10 Night Surfing Tips – What You Need to Know

Surfing is a great sport. But often are times when your local spot is too crowded in the daylight, so what do you do? Opt for the time when people are less crowded when you can have the ocean to yourself, and enjoy your favorite sport.

Have you ever wondered why when sunset approaches, almost everyone leaves the water?

Surfing at night

Here’s the reason why; sharks. Most people fear surfing after dark because sharks are known to hunt in the night. This is reason enough to scare people from surfing at night, but the shocking thing is that there are people who enjoy surfing after dark.

So does it mean that these people are insane or that the non-surfers are paranoid about sharks?

It is statistically known that one is likely to get struck by lightning or die from a car accident, than it is for one to encounter a predator attack. Nonetheless, the one in a million likelihood of a shark attack is enough to draw people from the water when the sun sets. The surf-kind however let nothing deter them from enjoying their favorite sport, even after the sun sets. There may be no patrol guards or life savers in the night, but the surf-lovers manage to beat the odds.

Here are 10 night surfing tips that probably the surfing vamps use to safely surf in the night, and might be helpful to you too.

Designate a surf spot

It is hard enough to get a surf spot during broad daylight, and it is even harder in the night when you cannot really see that far, or clearly. Therefore, never paddle out in the dark in an unfamiliar environment to you. Go out surfing in areas where you are closely familiar with the wave.

Ensure you know every wave section, jetty and rock, as well as the twist and turns in the reef. The safest options are the mellow beach-breaks and sandy points.

Due to the low light, it might be difficult to spot irregularities and spot boils, hence anticipating a wave is your best bet.

Utilize the full moon

A clear night lit by the full moon is enough to see other surfers, approaching waves and stay clear of danger. A full moon’s surf is also a rarely enchanting experience. Moreover, a full moon enhances the chances of an unexpected experience with skinny-dipping locals.

Employ other light sources

It is usually dark at night, which makes it hard to see. In the absence of well lit buildings, construction sites, piers and boardwalks, which are sufficiently bright to cast light, you can use artificial light sources such as screen LED lights, truck headlights, portable stadium lights, light bulbs and fluorescent tube, just to mention a few. These will provide you with adequate light to spot coming waves.
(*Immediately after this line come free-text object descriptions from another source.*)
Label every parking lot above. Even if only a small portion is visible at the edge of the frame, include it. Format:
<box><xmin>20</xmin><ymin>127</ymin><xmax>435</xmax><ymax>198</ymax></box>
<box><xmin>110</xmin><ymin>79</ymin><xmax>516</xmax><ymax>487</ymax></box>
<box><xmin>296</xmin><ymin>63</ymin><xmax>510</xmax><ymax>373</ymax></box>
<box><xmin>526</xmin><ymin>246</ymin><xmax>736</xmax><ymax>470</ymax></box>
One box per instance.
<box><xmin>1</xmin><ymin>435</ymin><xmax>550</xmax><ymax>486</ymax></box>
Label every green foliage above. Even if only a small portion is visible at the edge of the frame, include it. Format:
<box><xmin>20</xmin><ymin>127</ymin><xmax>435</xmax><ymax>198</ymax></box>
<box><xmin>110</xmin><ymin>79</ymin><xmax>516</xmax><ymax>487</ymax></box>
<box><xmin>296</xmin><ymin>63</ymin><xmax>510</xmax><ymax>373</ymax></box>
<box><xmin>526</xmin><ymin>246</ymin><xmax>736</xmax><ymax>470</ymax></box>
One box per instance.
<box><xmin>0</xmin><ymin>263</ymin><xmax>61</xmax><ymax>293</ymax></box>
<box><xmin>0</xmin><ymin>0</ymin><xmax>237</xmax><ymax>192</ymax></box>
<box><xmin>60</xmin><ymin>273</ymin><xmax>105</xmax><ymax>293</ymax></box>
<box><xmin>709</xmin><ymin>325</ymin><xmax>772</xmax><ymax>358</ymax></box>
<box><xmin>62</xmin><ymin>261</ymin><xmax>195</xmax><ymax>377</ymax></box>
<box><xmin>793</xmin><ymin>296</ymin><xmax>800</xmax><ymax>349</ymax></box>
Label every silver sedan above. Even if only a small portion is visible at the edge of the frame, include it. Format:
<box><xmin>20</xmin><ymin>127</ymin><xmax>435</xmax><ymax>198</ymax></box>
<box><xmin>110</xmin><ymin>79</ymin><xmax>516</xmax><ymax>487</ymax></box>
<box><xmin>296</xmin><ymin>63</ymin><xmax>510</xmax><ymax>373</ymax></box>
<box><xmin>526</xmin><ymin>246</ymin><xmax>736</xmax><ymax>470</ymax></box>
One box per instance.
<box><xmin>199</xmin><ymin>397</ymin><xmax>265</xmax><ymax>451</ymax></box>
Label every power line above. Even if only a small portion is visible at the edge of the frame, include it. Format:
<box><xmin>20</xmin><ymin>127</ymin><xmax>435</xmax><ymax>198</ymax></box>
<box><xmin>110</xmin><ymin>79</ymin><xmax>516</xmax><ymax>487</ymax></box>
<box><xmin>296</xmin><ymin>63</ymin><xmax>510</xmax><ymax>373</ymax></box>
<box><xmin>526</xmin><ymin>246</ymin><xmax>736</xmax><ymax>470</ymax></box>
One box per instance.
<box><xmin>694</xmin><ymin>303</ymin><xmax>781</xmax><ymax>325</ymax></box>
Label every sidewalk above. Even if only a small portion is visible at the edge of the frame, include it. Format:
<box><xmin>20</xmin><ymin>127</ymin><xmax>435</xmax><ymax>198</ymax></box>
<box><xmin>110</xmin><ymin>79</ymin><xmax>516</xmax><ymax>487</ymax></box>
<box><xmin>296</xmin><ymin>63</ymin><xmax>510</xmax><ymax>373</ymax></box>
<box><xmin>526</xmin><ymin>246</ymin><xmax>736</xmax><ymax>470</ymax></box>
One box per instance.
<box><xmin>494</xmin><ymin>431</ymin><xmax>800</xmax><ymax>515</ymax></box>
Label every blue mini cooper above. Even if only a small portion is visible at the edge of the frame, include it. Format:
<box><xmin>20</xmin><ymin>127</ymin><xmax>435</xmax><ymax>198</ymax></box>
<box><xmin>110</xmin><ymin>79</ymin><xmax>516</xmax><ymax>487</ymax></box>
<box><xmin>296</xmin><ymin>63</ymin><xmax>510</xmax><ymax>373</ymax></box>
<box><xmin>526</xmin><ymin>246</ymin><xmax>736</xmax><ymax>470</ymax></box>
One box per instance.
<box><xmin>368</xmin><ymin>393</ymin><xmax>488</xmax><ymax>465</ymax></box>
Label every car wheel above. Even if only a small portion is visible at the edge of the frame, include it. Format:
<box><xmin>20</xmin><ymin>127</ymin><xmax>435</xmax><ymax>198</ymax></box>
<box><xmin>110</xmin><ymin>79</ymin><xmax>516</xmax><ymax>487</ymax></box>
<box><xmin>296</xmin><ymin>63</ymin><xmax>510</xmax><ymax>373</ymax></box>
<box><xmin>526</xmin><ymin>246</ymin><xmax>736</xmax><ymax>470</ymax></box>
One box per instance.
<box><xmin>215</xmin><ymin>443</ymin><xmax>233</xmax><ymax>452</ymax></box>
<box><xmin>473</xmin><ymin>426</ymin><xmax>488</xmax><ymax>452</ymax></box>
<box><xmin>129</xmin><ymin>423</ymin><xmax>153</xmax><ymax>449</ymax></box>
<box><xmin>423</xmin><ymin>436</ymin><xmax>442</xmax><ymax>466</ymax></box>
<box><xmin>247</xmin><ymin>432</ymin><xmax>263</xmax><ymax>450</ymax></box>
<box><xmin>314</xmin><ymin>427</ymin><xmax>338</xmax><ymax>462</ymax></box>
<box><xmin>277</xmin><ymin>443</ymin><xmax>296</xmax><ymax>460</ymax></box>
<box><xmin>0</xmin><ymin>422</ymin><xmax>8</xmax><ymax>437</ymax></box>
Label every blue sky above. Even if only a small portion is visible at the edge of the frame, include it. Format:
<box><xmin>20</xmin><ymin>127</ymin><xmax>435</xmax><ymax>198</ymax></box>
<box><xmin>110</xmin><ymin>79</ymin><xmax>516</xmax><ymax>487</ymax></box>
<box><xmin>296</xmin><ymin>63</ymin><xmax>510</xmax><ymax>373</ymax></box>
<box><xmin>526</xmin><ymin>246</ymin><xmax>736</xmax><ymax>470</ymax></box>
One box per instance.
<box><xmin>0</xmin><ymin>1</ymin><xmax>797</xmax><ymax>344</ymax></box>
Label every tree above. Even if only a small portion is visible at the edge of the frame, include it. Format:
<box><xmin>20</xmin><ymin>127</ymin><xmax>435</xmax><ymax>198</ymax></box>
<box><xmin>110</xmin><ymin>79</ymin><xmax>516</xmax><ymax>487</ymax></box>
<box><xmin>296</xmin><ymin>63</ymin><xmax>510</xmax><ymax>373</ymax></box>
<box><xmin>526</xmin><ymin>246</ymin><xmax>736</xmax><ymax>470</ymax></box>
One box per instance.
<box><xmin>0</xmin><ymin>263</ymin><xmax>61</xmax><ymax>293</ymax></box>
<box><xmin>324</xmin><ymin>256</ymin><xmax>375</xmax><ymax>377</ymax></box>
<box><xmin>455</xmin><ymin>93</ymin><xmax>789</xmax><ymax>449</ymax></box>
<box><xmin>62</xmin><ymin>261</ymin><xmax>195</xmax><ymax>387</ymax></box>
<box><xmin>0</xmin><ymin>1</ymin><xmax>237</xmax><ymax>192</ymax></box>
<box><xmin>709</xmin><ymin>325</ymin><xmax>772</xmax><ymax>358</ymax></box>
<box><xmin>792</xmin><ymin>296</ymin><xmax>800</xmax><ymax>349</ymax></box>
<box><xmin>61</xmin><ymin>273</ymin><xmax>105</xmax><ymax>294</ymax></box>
Surf smooth, foreseeable waves

Surfing at night will definitely extend your limits. Little light tends to make the waves appear larger and quicker. Night surfing is always a little scary and absolutely challenging compared to surfing in broad daylight. Therefore, do not surf waves that might actually kill you, just to be on the safe side.

Group surfing

Probably your reason for surfing in the dark is to escape the daytime crowd, but you cannot surf alone in the night. It is common sense to surf with a partner or your crazy group of friends, since surfing in the night is basically a dangerous pursuit. Although it may be challenging to see one another when surfing, talking to each other constantly will help prevent any collision.

Watch out for sharks

Although there is a one in a million chance of you getting eaten by a shark when surfing, it is better to be safe than sorry. Avoid shark prone areas. Other than sharks, other marine life feed at night as well, and the dim light makes it hard for hungry sea creatures to tell if you are food or not.

Also, if you get cut and start to bleed, get out of the water and stop the bleeding at once. It is well known that blood attracts sharks, so if you do not wish to become the meal, stay clear of the water if hurt.

Avoid river channels and openings

These areas are where fish and food flow out into the ocean, which makes it a shark feeding area. Also, do not surf after a downpour. This is because the water becomes murky from the rain, hence low visibility; a shark might mistake you for fish.

Don’t dress for a party

Avoid wearing shiny, bright jewelry or high contrasting colors when surfing in the night. All these may attract the shark, which you don’t want at all.

Warning signs

Warning signs usually indicate danger. They are sometimes set in the beach to warn swimmers and surfers where sharks have been spotted. Don’t ignore those signs and gamble with your life.

Know yourself

This doesn’t apply to your titles. Knowing yourself means how much good of a swimmer and surfer are you? If you are caught in a sticky situation, can you get yourself out of it? Don’t go surfing in the night if you know you’re not that good at surfing just yet, because surfing at night is more challenging than it is in the day.

Final words

One fact you should get straight is that night surfing and day surfing are completely different. There are so many challenges for surfing in the dark such as low light, which makes it hard for you to see an incoming wave. But it doesn’t mean that it is impossible; the surf vamps are at it for one. Just ensure that you make the odds favorable to you and don’t go at it alone, always have a buddy with you.